22. Multiple Regression

Motivating Scenario:
We have numerous continuous explanatory variables and aim to develop a comprehensive model.

Learning Goals: By the end of this chapter, you should be able to:

Review of Linear Models

A linear model predicts the response variable, \(\widehat{Y_i}\), by summing all components of the model:

\[\hat{Y_i} = a + b_1 y_{1,i} + b_2 y_{2,i} + \dots{}\]

Linear Models We Have Covered

  • One-sample t-tests: \(\widehat{Y} = \mu\)
  • Two-sample t-tests: \(\widehat{Y_i} = \mu + A_i\) (\(A_i\) can take one of two values)
  • ANOVA: \(\widehat{Y_i} = \mu + A_i\) (\(A_i\) can take one of more than two values)
  • Regression: \(\widehat{Y_i} = \mu + X_i\) (\(X_i\) is continuous)
  • Polynomial Regression: \(\widehat{Y_i} = \mu + X_i + X_i^2\) (\(X_i\) is continuous)
  • ANCOVA: \(\widehat{Y_i} = \mu + X_{1,i} + X_{2,i}\) (\(X_{1,i}\) is categorical, \(X_{2,i}\) is continuous)

Test Statistics for a Linear Model

  • The \(t\) value shows how many standard errors an estimate is from its null value.
  • The \(F\) value quantifies the ratio of variation in the response variable associated with a focal explanatory variable (\(MS_{model}\)), relative to the variation not attributable to this variable (\(MS_{error}\)).

Assumptions of a Linear Model

Linear models rely on the following assumptions:

  • Linearity: The observations are appropriately modeled by summing all predictions in our equation.
  • Homoscedasticity: The variance of residuals is constant across values of the predicted value, \(\hat{Y_i}\).
  • Independence: Observations are independent of one another (aside from the model’s predictors).
  • Normality: Residuals are normally distributed.
  • Unbiased Data Collection: Data should be collected without bias.

Multiple regression

In the previous section we saw a “polynomial regression”. In a way, a polynomial regression is a special type of multiple regression – we are predicting our continuous response variable as a function of two continuous predictors.

Of course it’s only one predictor variable - but we consider its value and its squared value.

We also are often interested in predicting a continuous response from two (or more) different explanatory variables.

\[\begin{equation} \widehat{Y_i} = a + b_1 \times y_{1,i} + b_2 \times X_{2,i}\\ \\ \end{equation}\]

Multiple Regression Assumptions

Multiple regression models follow the same assumptions as any linear model:

  • Homoscedasticity: The variance of residuals is constant across all levels of the predicted value, \(\hat{Y_i}\), meaning it remains consistent regardless of the values of the predictors.
  • Independence: Observations are independent of each other, except as influenced by the predictors included in the model.
  • Normality: Residuals are normally distributed.
  • Unbiased Data Collection: Data are collected without systematic bias.

When we have more than one explanatory variable in our model (e.g., in a two-way ANOVA, ANCOVA, multiple regression, etc.), linear models additionally assume:

  • Linearity: Observations are appropriately modeled by the sum of all predictions in the equation.
  • Limited Multicollinearity: Predictor variables are not highly correlated; otherwise, interpreting estimates becomes challenging (more on this later).

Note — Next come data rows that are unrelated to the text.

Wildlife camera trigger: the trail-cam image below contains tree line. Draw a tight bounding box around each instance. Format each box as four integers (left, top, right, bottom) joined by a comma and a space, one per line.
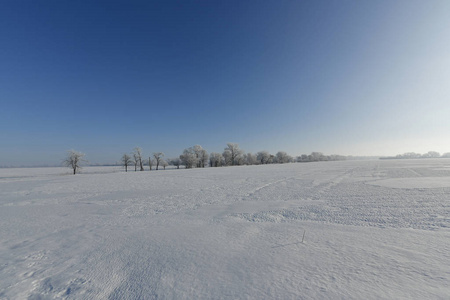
380, 151, 450, 160
119, 143, 346, 172
64, 143, 346, 174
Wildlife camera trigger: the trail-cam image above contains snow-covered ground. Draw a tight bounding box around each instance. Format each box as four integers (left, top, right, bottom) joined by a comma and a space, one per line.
1, 160, 449, 299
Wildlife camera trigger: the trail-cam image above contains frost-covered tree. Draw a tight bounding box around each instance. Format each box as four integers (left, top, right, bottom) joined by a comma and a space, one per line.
209, 152, 223, 167
193, 145, 208, 168
328, 154, 346, 161
245, 153, 257, 165
442, 152, 450, 158
121, 154, 133, 172
223, 143, 243, 166
199, 149, 209, 168
63, 150, 86, 175
133, 153, 139, 171
395, 152, 421, 159
276, 151, 291, 164
222, 149, 232, 166
297, 154, 309, 162
134, 147, 144, 171
422, 151, 440, 158
180, 147, 198, 169
257, 151, 271, 164
220, 155, 227, 166
310, 152, 326, 162
170, 158, 181, 169
161, 159, 168, 170
153, 152, 164, 170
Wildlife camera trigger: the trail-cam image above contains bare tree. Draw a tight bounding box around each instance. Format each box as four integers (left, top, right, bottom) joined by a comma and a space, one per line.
63, 150, 86, 175
134, 147, 144, 171
148, 157, 153, 170
153, 152, 164, 170
121, 154, 133, 172
133, 153, 139, 171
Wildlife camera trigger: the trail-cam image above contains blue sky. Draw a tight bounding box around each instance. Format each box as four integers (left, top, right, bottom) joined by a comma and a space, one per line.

Multiple Regression Example: Admixed Clarkia

Here, I present a snapshot of some ongoing research we are working on with collaborators Dave Moeller, Shelly Sianta, and Brooke Kern.

Over the past twenty years, research in speciation genomics has revealed that gene flow between sister taxa is quite common. We are investigating what factors influence the extent of gene flow between two sister species of Clarkia xantiana: Clarkia xantiana xantiana and Clarkia xantiana parviflora (hereafter referred to as xan and parv). These taxa show an interesting difference in reproductive biology:

  • xan predominantly outcrosses, meaning it receives pollen from other individuals of the same (or even different) species.
  • parv predominantly self-fertilizes, where one individual often pollinates itself.

Our study focuses on understanding what influences the amount of gene flow we observe. Specifically, we are interested in whether differences in traits within parv associated with its self-fertilization tendency (e.g., petal area, petal color, herkogamy—the distance between a flower’s male and female parts) impact the extent of gene flow. Additionally, we are curious to see if proximity to the other species (xan) increases gene flow.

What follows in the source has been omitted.